The two candidates in Tuesday’s runoff for the last of five Atlanta school board seats up for election this year are sparring over key areas such as teacher pay and literacy.

At-Large Seat 7 incumbent Tamara Jones will try to ward off opponent Alfred “Shivy” Brooks. Neither candidate earned more than the required 50% of the vote in the three-way general election on Nov. 7.

Jones and Brooks have presented different viewpoints about Atlanta Public Schools’ budget. During the first debate in September, Brooks took aim at Jones for voting against the school district’s $1.7 billion budget.

“Every time there’s an opportunity to vote for something that will increase funding for more central office spending, she’s done it, and when there was an opportunity to vote for a (pay) increase for teachers, she voted against it,” Brooks said.

Jones replied she wasn’t voting against teacher raises, but didn’t agree with the overall budget allocations.

“I did vote against the budget because I didn’t feel like enough of the money went into the schools,” Jones said. “We needed to be funding the schools first, making sure they were made whole, making sure that requests for security and safety measures were being honored and I did not feel that our requests (were) honored.”

The budget included employee pay increases between 6.5% and 8.4% and an additional $2,000 state pay bump for teachers.

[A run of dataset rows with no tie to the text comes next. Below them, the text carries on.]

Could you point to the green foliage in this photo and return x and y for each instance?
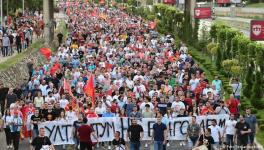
(13, 5)
(132, 2)
(257, 93)
(249, 81)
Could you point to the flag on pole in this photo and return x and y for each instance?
(89, 89)
(152, 25)
(94, 13)
(67, 87)
(46, 52)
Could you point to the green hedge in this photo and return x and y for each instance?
(233, 44)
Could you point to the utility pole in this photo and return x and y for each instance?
(1, 13)
(23, 6)
(7, 8)
(48, 21)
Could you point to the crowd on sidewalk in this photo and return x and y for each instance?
(16, 34)
(136, 73)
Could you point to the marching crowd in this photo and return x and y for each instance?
(136, 73)
(17, 33)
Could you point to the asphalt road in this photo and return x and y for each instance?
(24, 145)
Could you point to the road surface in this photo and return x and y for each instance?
(24, 145)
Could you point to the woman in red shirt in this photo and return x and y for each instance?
(84, 133)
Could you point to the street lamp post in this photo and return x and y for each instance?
(23, 6)
(7, 8)
(1, 12)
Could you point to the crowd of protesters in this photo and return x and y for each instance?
(137, 73)
(16, 34)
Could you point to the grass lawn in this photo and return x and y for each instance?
(19, 57)
(256, 5)
(33, 48)
(260, 137)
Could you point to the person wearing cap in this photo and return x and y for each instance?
(134, 134)
(147, 113)
(6, 45)
(15, 127)
(159, 134)
(84, 133)
(41, 141)
(222, 109)
(135, 113)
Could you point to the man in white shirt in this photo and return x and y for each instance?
(177, 105)
(229, 130)
(207, 89)
(50, 97)
(100, 110)
(44, 88)
(154, 90)
(143, 105)
(216, 134)
(63, 102)
(193, 82)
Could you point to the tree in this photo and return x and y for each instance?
(257, 92)
(249, 79)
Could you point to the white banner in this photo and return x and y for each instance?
(61, 133)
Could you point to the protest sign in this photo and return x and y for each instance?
(61, 133)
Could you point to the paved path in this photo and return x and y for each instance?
(24, 145)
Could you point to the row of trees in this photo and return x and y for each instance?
(237, 56)
(233, 54)
(14, 5)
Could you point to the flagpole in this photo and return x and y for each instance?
(23, 6)
(1, 12)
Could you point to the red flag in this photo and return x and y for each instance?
(152, 25)
(94, 13)
(54, 68)
(102, 2)
(67, 87)
(46, 52)
(89, 89)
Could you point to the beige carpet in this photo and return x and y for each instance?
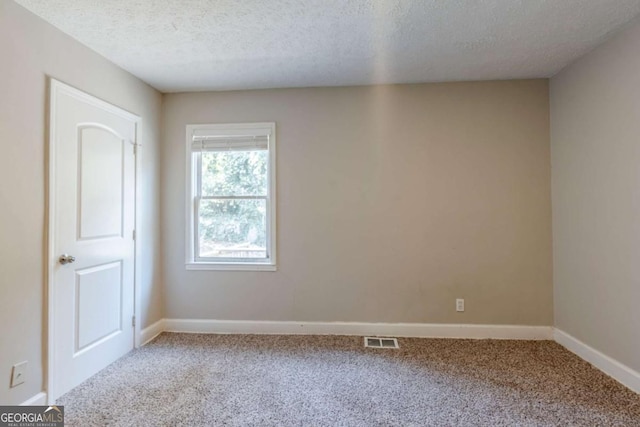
(249, 380)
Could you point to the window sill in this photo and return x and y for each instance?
(230, 266)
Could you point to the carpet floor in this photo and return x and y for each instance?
(252, 380)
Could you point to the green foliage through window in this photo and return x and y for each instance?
(233, 209)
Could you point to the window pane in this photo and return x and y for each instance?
(234, 173)
(233, 228)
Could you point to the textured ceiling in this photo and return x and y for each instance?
(190, 45)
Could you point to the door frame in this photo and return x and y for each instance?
(54, 88)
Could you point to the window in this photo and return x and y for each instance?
(231, 207)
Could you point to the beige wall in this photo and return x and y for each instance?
(31, 49)
(595, 127)
(392, 202)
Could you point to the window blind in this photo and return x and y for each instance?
(202, 143)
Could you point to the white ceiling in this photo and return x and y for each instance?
(190, 45)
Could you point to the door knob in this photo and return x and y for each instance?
(66, 259)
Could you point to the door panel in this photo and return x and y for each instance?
(101, 164)
(98, 304)
(92, 203)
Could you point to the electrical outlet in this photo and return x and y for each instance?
(18, 373)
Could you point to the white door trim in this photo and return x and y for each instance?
(56, 87)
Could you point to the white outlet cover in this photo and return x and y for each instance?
(18, 373)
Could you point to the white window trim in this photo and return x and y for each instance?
(191, 185)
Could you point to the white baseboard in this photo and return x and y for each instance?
(417, 330)
(37, 400)
(606, 364)
(152, 331)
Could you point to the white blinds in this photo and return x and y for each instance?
(229, 143)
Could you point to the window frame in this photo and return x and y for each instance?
(192, 262)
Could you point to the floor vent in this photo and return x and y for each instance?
(381, 342)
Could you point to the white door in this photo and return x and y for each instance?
(92, 217)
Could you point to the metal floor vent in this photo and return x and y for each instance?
(381, 342)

Jones has a background in architecture and urban planning. She is a longtime APS parent and volunteer and was elected to the school board in 2021. Brooks is running to be the first “active” teacher on Atlanta’s board. He teaches economics and government at Charles Drew High School in Clayton County and has been an APS parent for 13 years.

Brooks is running on raising teacher pay to a starting salary of $65,000 in APS in the next five years. (A school board term is four years.) The starting annual pay for a beginning APS teacher without an advanced degree is $54,735 a year.

“I work in Clayton County and I make less than an APS teacher, and I’m here to tell you, it’s hard,” Brooks said during a recent runoff candidate forum. “It’s a struggle to be able to keep the lights on and make ends meet on a teacher’s salary. Our teachers deserve better, and as a teacher, I can promise you, I will make sure our teachers are taken care of.”

In response, Jones reiterated that she supports increasing teacher pay.

“We did give teachers a raise this year, much needed,” she said. “Not enough. Not nearly enough. We need to keep that moving. We need to increase the compensation (of) all of our staff.”

Jones, who serves on the board’s policy review committee, has made literacy a centerpiece of her campaign. The board is expected to vote on a policy at its monthly meeting Monday. The plan calls for schools to establish literacy goals aligned with evidence-based reading methods.

“When you’re not reading proficiently, you’re going to get to a point where you cannot take those courses that are going to prepare you for college,” Jones said during a recent forum. “Without the ... foundational elements, they’re not going to absorb the subject matter in other subjects.”

Brooks has argued focusing on literacy policy is redundant.

“We’ve had literacy goals and things for many, many years,” he said. “But our board has not done the job that it’s supposed to do in making sure that they are actually putting into effect the policies that we already have.”

Jones maintains the board has a responsibility to set policy, but it’s up to administrators to implement plans.

One of the new board’s biggest responsibilities will be hiring a new superintendent. Brooks has said he will only vote for a candidate with experience teaching and serving as a school principal.

Jones wants a candidate who will engage with PTAs and commit to improving literacy.